How She Could Not Drive

She could not drive if there were too many clouds in the sky. Or rather, if she could drive with many clouds in the sky, she could not have music playing if there were also passengers in the car. If there were two passengers, as well as a small caged animal, and many clouds in the sky, she could listen but not speak. If a wind blew shavings from the small animal’s cage over her shoulder and lap as well as the shoulder and lap of the man next to her, she could not speak to anyone or listen, even if there were very few clouds in the sky. If the small boy was quiet, reading his book in the back seat, but the man next to her opened his newspaper so wide that its edge touched the gearshift and the sunlight shone off its white page into her eyes, then she could not speak or listen while trying to enter a large highway full of fast-moving cars, even if there were no clouds in the sky.

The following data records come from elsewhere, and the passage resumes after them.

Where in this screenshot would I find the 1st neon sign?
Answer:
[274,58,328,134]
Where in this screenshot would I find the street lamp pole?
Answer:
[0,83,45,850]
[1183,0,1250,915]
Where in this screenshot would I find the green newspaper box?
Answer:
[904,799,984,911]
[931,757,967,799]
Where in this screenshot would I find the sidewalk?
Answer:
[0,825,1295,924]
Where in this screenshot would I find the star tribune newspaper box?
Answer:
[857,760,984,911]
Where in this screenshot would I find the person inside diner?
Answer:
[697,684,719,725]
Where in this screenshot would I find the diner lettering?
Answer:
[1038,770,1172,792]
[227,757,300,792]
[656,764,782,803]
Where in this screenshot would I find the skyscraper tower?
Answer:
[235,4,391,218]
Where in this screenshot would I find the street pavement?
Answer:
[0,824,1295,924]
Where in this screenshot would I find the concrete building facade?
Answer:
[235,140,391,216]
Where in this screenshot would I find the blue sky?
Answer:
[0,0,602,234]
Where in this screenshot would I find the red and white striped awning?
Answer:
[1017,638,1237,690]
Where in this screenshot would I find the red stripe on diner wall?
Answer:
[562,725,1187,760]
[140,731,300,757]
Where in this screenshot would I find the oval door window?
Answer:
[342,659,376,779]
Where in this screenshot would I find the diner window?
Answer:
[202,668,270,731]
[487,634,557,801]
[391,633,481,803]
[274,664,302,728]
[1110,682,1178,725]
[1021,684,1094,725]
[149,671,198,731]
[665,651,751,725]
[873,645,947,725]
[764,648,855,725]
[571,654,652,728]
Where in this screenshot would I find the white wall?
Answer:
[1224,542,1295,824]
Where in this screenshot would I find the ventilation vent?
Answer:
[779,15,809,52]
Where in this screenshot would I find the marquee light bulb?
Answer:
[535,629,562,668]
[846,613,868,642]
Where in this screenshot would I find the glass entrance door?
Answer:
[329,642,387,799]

Then, if it was night and the boy was not in the car, and the small caged animal was not in the car, and the car was empty of boxes and suitcases where before it had been full, and the man next to her was not reading a newspaper but looking out the window straight ahead, and the sky was dark so that she could see no clouds, she could listen but not talk, and she could have no music playing, if a motel brightly illuminated above her on a dark hill some distance ahead and to the left seemed to be floating across the highway in front as she drove at high speed between dotted lines with headlights coming at her on the left and up behind her in the rearview mirror and taillights ahead in a gentle curve around to the right underneath the massive airship of motel lights floating across the highway from left to right in front of her, or could talk, but only to say one thing, which went unanswered.